For Ministerial Directive DM-322-303-1 was nothing less than a direct order from Bek to Trevize to single out one of the members of the Gravitics Project for expulsion and execution on charges of sabotage. It was, at least potentially, a dagger pointed at Bek's heart, for if it became known that Bek was ordering the murder of a member of the most important research project on Comporellon, Bek's career (at the very least) would be in ruins.

Of course, Trevize hadn't the slightest idea how DM-322-303-1 might manage to make its way into the hands of Bek's enemies. As far as he knew, the only two copies of the document were located within the closely guarded memory of Bek's computer and the even more closely guarded memory of Trevize's own computer. Trevize wasn't worried about that. His task had been to get Bek to create the fatal document in the first place. Someone else was going to have to figure out a way to give Bek's order wider circulation.

What did worry Trevize was the fact that, having received the order from Bek, he was now obligated to carry it out. If he refused to follow its instructions, he himself was guilty of insubordination, sabotage, and possibly even treason. Nor did Trevize delude himself into thinking that his refusal to obey DM-322-303-1 would result in a trial which would bring the directive to the attention of a wider audience. After he had gained Comporellian citizenship, Mitza Lizalor had taken it upon herself to acquaint Trevize with the obligations and privileges thereby entailed. As Trevize might have guessed, there were many more obligations involved than privileges.

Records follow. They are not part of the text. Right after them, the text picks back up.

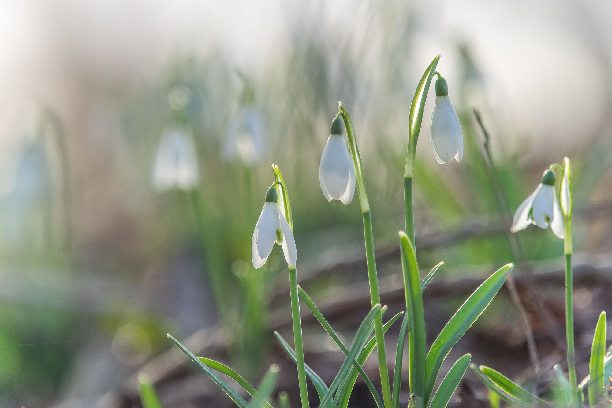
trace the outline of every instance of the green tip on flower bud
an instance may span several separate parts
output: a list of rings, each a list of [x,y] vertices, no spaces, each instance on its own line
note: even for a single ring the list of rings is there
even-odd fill
[[[548,186],[554,186],[555,179],[554,172],[553,170],[547,170],[542,178],[542,184]]]
[[[449,86],[446,80],[438,75],[436,80],[436,96],[446,96],[449,94]]]
[[[329,133],[331,135],[342,135],[342,129],[343,127],[342,126],[342,119],[336,116],[335,119],[332,121],[332,126],[329,129]]]
[[[275,203],[278,200],[278,193],[276,192],[274,186],[272,186],[266,192],[266,202]]]

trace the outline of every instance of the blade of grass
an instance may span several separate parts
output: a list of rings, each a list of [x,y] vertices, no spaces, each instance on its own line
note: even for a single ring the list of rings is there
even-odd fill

The edicts of the First Minister had the force of law, and one of those edicts allowed for the secret trial and punishment of anyone found in disobedience of orders issued by any member of the Presidium (as the heads of the various government ministries were collectively known). If Trevize disobeyed DM-322-303-1 and were arrested, the only people present at his trial would be Bek, First Minister Erkar, and himself. Erkar would ask him if he had disobeyed Bek, Trevize would admit that he had, and Erkar would order Trevize's immediate execution. That was all.

Nor did Trevize believe that his knowledge made him irreplaceable. Mitza Lizalor undoubtedly thought so, but Goron Bek just as undoubtedly did not. The only irreplaceable man in Bek's world was Bek. The Defense Minister would not hesitate for a moment to have Trevize executed.

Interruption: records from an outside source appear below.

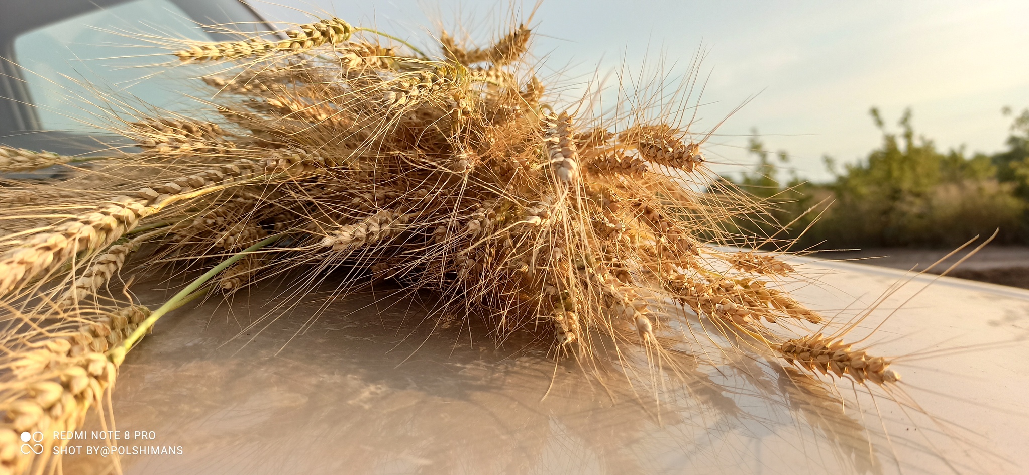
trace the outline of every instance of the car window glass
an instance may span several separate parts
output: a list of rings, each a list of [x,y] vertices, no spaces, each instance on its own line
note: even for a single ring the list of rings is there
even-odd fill
[[[146,37],[152,38],[147,40]],[[196,108],[176,78],[192,67],[164,72],[173,59],[159,38],[210,40],[168,0],[134,0],[26,32],[14,39],[42,130],[103,132],[102,124],[149,104],[172,111]]]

Which meant that Trevize was faced with the choice of abetting either an innocent man's murder or his own suicide. It seemed to him that his only viable course of action was to act on Bek's order as slowly as was safely possible and hope that he was freed from Bek's control before it became necessary for him to actually sacrifice one of his men.

Fortunately, the wording of Bek's directive allowed him some leeway. Since the ostensible purpose of the directive was to discover a saboteur among the members of the Gravitics Project, Trevize would be able to spend a certain amount of time actually looking for evidence of sabotage. He knew he couldn't drag out his investigation indefinitely, but while he could, he would.

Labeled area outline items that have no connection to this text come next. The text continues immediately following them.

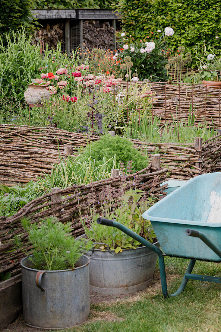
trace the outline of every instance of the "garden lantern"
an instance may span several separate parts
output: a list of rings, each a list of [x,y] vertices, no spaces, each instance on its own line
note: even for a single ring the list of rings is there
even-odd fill
[[[126,95],[123,93],[123,91],[121,91],[119,93],[117,94],[116,102],[117,104],[121,104],[123,102],[124,97],[126,97]]]

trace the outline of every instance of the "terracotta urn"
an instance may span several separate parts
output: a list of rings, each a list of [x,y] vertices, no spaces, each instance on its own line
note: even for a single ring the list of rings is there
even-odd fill
[[[205,81],[203,80],[202,84],[204,88],[206,86],[207,88],[212,88],[213,89],[221,89],[221,82],[212,81]]]
[[[49,99],[49,91],[45,85],[35,85],[29,84],[28,88],[25,91],[24,97],[30,104],[41,104]]]

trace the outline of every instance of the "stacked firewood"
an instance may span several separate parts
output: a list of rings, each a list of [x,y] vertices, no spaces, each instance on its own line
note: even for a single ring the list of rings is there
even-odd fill
[[[83,42],[88,48],[111,49],[114,33],[114,29],[109,22],[100,23],[91,20],[83,23]]]
[[[41,28],[40,30],[42,33],[42,40],[44,42],[44,47],[45,48],[46,43],[50,48],[55,47],[57,45],[58,41],[62,42],[63,40],[63,23],[50,26],[48,24],[46,26]],[[33,37],[33,42],[36,45],[39,40],[39,30],[36,30]]]

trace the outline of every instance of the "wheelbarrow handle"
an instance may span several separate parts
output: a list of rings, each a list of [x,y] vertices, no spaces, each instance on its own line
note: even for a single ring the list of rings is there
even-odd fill
[[[112,226],[113,220],[109,219],[105,219],[104,218],[98,218],[97,222],[101,225],[105,225],[106,226]]]
[[[208,239],[207,236],[206,236],[205,234],[201,232],[199,232],[198,230],[195,230],[194,229],[189,229],[186,230],[185,232],[186,235],[189,236],[193,236],[194,237],[198,237],[200,240],[202,240],[207,246],[211,249],[215,254],[219,256],[221,258],[221,250],[217,246],[213,243],[212,241]]]

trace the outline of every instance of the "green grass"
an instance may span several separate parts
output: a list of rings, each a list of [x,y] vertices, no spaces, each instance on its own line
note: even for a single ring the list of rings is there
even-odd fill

Was it possible that his investigation might uncover a genuine saboteur? Trevize didn't think so. He knew that the Gravitics Project was moving ahead as quickly as possible, and he believed that his own intuition would have alerted him already to the presence of a real saboteur. He would be playing for time, and nothing more.

With a sigh, Trevize began composing a report to Bek outlining the proposed course of his investigation.